When most of us want to make sure that our laptops are stable, and have saved their user-data, and have a fresh slate of available memory again, we just perform a reboot. However, on a tower computer which is also acting as a Web-server, this may not be such a viable option, because a true reboot would also cause said Web-server to go offline briefly. But as an alternative, we can log out the current user without shutting down the system, and then log back in again. On most Linux systems that have real desktop managers, this also restarts the X-server, and frees some additional graphics memory.
I just performed such a User-Session Restart, on the computer I name ‘‘. When I do this, it actually empties out the large amount of data which my system has swapped out. What tends to happen on this machine, which only possesses 4GB of RAM, is that its heavy KDE Desktop Manager has resource leaks, which continuously cause memory to be allocated but not used. The unused memory gets paged to the swap partition. But because it is also a 64-bit machine, there is no real risk that the system would run out of 64-bit virtual addresses, corresponding to this leaked resource. Only, the used portion of the swap partition becomes embarrassingly large. A log-out followed by a log-in, forces the desktop environment to save all its data, and in so doing, also forces all the data which has been swapped out, to be swapped back in, simultaneously.
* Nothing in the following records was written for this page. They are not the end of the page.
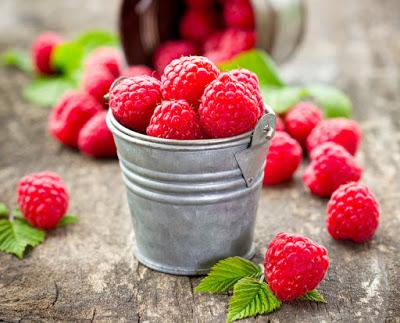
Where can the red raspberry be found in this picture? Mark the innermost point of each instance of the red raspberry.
(199, 3)
(197, 24)
(133, 101)
(353, 213)
(43, 199)
(187, 77)
(331, 166)
(138, 70)
(239, 14)
(283, 159)
(175, 120)
(301, 120)
(228, 108)
(232, 42)
(105, 57)
(97, 82)
(280, 125)
(42, 50)
(69, 116)
(171, 50)
(95, 139)
(250, 80)
(294, 265)
(344, 132)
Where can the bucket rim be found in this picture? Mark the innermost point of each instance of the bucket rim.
(117, 127)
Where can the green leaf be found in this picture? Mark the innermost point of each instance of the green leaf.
(250, 298)
(4, 211)
(226, 273)
(46, 91)
(18, 59)
(313, 296)
(282, 99)
(68, 219)
(333, 101)
(259, 63)
(96, 38)
(67, 57)
(17, 235)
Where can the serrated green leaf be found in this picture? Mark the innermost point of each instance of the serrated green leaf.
(313, 296)
(226, 273)
(332, 100)
(4, 211)
(17, 235)
(250, 298)
(46, 91)
(96, 38)
(282, 99)
(258, 62)
(18, 59)
(68, 219)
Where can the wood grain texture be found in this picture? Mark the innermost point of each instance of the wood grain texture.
(87, 272)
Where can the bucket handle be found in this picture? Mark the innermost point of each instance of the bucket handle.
(252, 159)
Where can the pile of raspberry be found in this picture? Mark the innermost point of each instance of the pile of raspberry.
(217, 29)
(193, 100)
(333, 171)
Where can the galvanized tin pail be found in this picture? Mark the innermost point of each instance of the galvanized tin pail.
(192, 202)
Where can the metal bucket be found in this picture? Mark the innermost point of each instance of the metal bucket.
(192, 202)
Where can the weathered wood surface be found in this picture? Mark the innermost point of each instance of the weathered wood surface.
(88, 272)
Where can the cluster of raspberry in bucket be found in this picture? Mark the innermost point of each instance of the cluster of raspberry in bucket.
(217, 29)
(193, 100)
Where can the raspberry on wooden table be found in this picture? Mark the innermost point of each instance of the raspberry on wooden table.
(43, 199)
(133, 101)
(353, 213)
(294, 265)
(69, 116)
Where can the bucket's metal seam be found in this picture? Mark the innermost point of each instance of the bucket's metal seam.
(180, 270)
(197, 199)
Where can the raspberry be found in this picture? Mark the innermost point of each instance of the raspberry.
(197, 24)
(280, 125)
(95, 139)
(344, 132)
(283, 159)
(133, 101)
(171, 50)
(97, 82)
(175, 120)
(331, 166)
(43, 199)
(251, 81)
(187, 77)
(239, 14)
(199, 3)
(69, 116)
(42, 50)
(105, 57)
(228, 108)
(232, 42)
(353, 213)
(138, 70)
(301, 120)
(294, 265)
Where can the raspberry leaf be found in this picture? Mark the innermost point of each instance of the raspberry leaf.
(313, 296)
(68, 219)
(17, 235)
(226, 273)
(4, 211)
(333, 101)
(250, 298)
(259, 63)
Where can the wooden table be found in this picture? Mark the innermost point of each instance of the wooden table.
(88, 272)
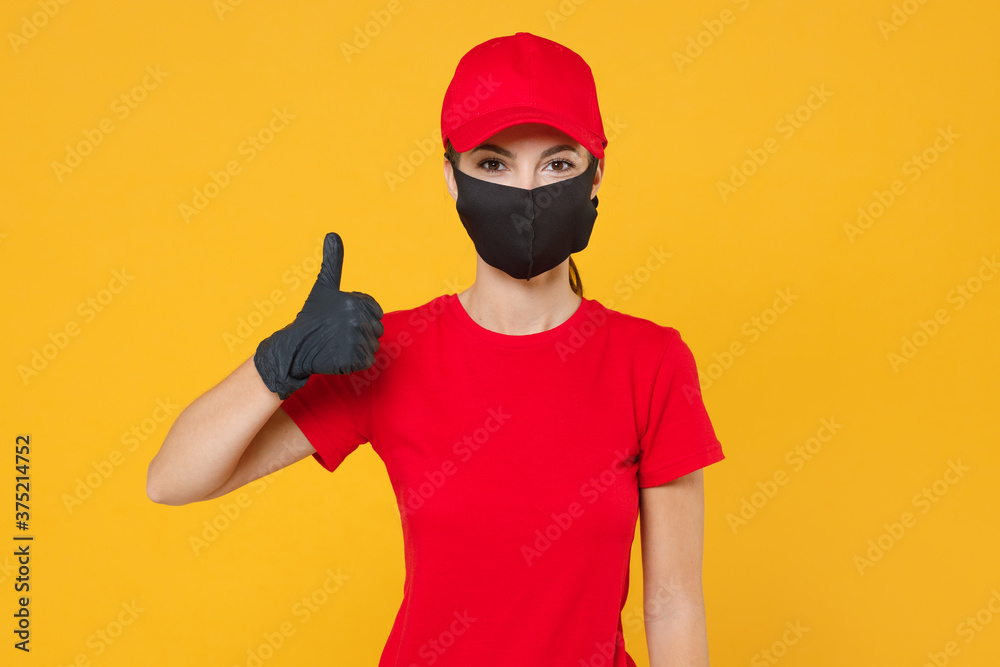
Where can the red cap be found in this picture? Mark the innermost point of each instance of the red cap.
(521, 78)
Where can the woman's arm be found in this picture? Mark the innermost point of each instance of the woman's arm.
(672, 520)
(231, 435)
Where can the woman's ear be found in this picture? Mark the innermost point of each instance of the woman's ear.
(449, 179)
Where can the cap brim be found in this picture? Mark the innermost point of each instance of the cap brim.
(481, 128)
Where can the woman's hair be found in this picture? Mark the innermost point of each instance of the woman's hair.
(575, 282)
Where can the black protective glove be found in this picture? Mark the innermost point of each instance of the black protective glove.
(334, 333)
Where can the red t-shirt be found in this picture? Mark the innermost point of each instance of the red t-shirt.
(516, 463)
I believe that this is reason, why actual restarts on this one machine are really so slow. It takes several minutes just for the wallpaper to disappear, and then the mouse-cursor, and then for an actual X-server-restart to take place.
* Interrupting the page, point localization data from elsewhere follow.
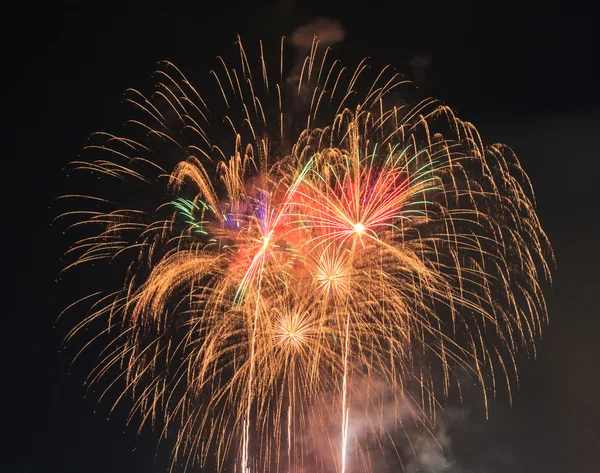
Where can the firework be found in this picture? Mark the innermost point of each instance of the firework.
(298, 253)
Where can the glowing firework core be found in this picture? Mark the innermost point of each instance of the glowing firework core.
(359, 228)
(267, 301)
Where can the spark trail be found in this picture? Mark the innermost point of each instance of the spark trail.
(290, 248)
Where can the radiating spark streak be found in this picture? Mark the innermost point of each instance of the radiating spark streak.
(300, 252)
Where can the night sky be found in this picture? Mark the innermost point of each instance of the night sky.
(526, 76)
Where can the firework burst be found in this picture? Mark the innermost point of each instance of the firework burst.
(276, 261)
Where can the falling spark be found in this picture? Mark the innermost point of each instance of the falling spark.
(275, 254)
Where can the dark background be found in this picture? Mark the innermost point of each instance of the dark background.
(525, 74)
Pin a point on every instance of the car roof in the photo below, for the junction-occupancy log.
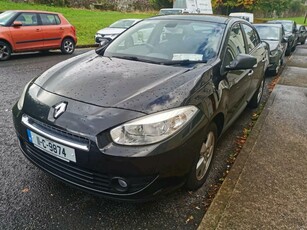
(268, 24)
(198, 17)
(289, 21)
(34, 11)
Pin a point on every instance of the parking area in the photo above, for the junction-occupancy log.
(31, 197)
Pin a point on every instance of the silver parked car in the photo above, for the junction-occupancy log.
(274, 35)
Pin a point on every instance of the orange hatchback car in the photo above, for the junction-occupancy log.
(22, 31)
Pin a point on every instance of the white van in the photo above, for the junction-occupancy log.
(247, 16)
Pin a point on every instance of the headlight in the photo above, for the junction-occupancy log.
(153, 128)
(22, 96)
(111, 36)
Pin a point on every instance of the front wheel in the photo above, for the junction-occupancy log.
(255, 101)
(5, 51)
(68, 46)
(203, 160)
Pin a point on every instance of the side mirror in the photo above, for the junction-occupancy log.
(242, 61)
(102, 46)
(17, 24)
(284, 39)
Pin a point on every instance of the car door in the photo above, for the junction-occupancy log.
(238, 80)
(257, 49)
(52, 30)
(29, 35)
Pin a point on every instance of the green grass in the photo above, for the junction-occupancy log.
(87, 22)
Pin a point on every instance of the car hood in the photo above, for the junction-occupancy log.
(119, 83)
(273, 44)
(111, 31)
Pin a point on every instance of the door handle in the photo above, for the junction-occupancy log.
(250, 73)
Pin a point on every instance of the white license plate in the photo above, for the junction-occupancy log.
(55, 149)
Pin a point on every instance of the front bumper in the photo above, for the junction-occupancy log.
(149, 171)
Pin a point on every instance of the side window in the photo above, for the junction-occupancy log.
(235, 45)
(27, 19)
(251, 36)
(49, 19)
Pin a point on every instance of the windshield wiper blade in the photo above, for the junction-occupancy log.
(134, 58)
(182, 62)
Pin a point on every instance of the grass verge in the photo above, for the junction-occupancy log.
(87, 22)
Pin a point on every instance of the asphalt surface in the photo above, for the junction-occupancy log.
(31, 199)
(266, 188)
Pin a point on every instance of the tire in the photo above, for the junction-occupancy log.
(255, 101)
(5, 51)
(203, 161)
(68, 46)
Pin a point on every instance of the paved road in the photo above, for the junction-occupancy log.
(30, 199)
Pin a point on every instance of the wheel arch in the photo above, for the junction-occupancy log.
(68, 36)
(4, 40)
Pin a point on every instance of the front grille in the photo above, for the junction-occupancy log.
(58, 132)
(85, 178)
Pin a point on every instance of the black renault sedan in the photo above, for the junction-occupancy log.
(274, 35)
(141, 116)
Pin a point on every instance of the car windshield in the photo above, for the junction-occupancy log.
(287, 26)
(122, 24)
(170, 11)
(268, 32)
(5, 17)
(169, 41)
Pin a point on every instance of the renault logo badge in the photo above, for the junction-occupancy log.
(59, 109)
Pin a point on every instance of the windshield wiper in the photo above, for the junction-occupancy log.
(134, 58)
(182, 62)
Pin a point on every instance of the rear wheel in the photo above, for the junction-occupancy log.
(68, 46)
(255, 101)
(5, 51)
(203, 160)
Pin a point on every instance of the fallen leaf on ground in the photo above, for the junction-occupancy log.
(25, 190)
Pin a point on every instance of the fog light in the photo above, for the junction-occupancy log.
(119, 184)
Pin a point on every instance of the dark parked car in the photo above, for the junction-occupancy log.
(274, 35)
(290, 32)
(302, 33)
(141, 118)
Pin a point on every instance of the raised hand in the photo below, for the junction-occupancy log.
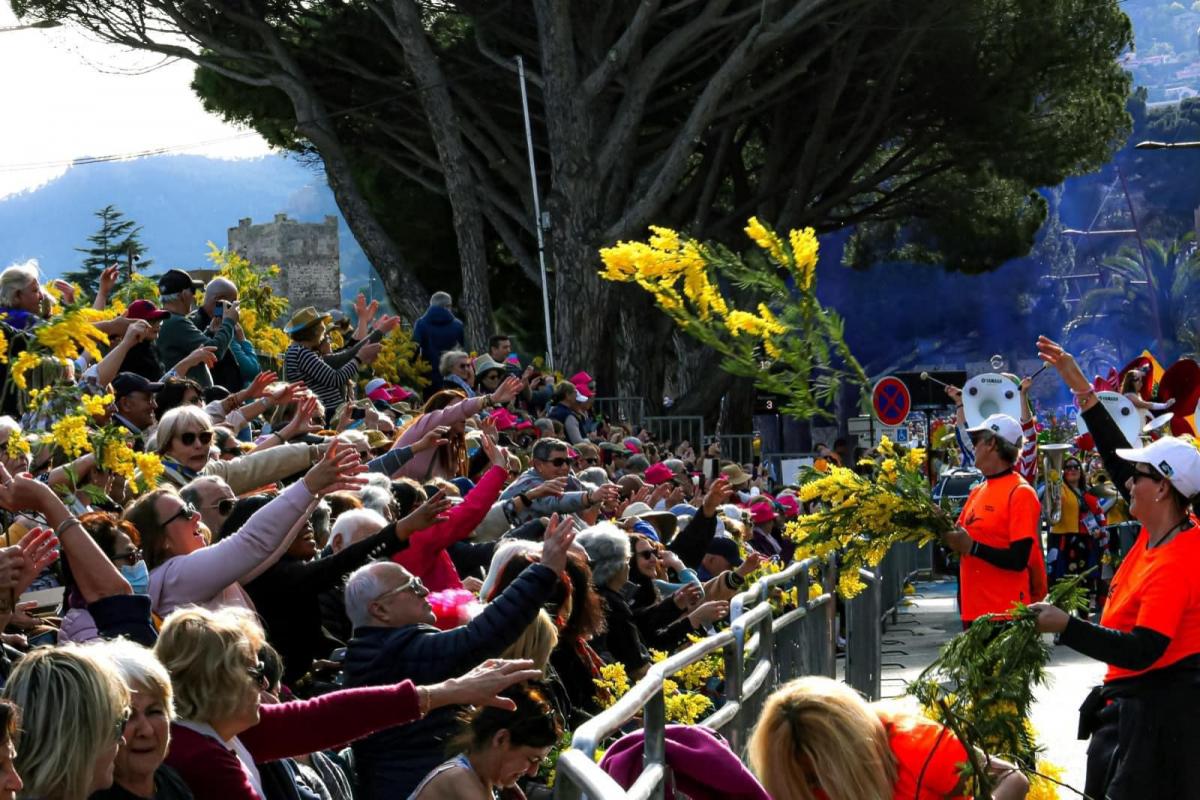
(258, 385)
(339, 469)
(508, 390)
(708, 613)
(719, 493)
(484, 684)
(426, 515)
(435, 438)
(557, 542)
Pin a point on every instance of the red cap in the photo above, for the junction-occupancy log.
(145, 310)
(658, 474)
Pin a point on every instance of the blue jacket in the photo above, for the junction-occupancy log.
(393, 762)
(437, 331)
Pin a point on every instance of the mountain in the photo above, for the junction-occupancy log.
(181, 202)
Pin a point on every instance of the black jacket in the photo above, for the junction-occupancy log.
(393, 762)
(287, 597)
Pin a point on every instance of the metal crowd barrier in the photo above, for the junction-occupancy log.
(736, 446)
(676, 428)
(621, 409)
(760, 654)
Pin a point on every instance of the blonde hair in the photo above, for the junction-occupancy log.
(816, 731)
(537, 642)
(72, 699)
(175, 421)
(207, 654)
(139, 669)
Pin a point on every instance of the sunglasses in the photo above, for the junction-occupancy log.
(129, 558)
(186, 511)
(1138, 475)
(413, 584)
(190, 438)
(225, 506)
(258, 672)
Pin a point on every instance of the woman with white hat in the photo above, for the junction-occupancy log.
(1141, 720)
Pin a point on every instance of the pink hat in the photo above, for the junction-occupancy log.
(583, 382)
(791, 505)
(658, 474)
(761, 512)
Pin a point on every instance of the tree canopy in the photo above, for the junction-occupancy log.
(923, 125)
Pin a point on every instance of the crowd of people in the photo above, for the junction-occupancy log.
(311, 583)
(315, 583)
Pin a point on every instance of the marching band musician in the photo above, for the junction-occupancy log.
(1131, 386)
(1143, 719)
(997, 528)
(1026, 465)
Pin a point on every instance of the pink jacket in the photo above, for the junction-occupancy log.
(420, 467)
(426, 553)
(210, 576)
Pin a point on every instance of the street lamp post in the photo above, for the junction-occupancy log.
(37, 25)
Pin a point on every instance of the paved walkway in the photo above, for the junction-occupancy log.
(930, 619)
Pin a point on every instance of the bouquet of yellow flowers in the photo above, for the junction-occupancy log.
(861, 517)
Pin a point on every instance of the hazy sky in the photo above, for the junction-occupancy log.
(66, 96)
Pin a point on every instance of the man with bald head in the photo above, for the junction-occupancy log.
(239, 364)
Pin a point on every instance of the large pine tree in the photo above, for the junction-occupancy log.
(118, 240)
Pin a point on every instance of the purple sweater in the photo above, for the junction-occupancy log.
(209, 576)
(420, 468)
At the same time, this exercise has confirmed what I already thought, which was that a ‘gstreamer’ update weeks ago, did not affect my sound server adversely. I still have sound.
Also, in the province of Quebec, Daylight Savings Time started several weeks ago, and whenever this happens, my Desktop Notification Icon, ‘‘, starts to fire off user-notifications for scheduled events at an illogical time but persistently, around 23h00 or so, until 24h00. The only way to stop that in the short term, is actually to disable these alarms, until the desktop is given a new session. Then, as experience on my laptop ‘‘ already confirmed, can be re-enabled, and those illogical, wrongly-scheduled alarms stop happening.
Finally, when and if there finally is another power failure, the risk of data-loss becomes lower.
None of this should have affected system services, nor the Web-server, and therefore not my site either.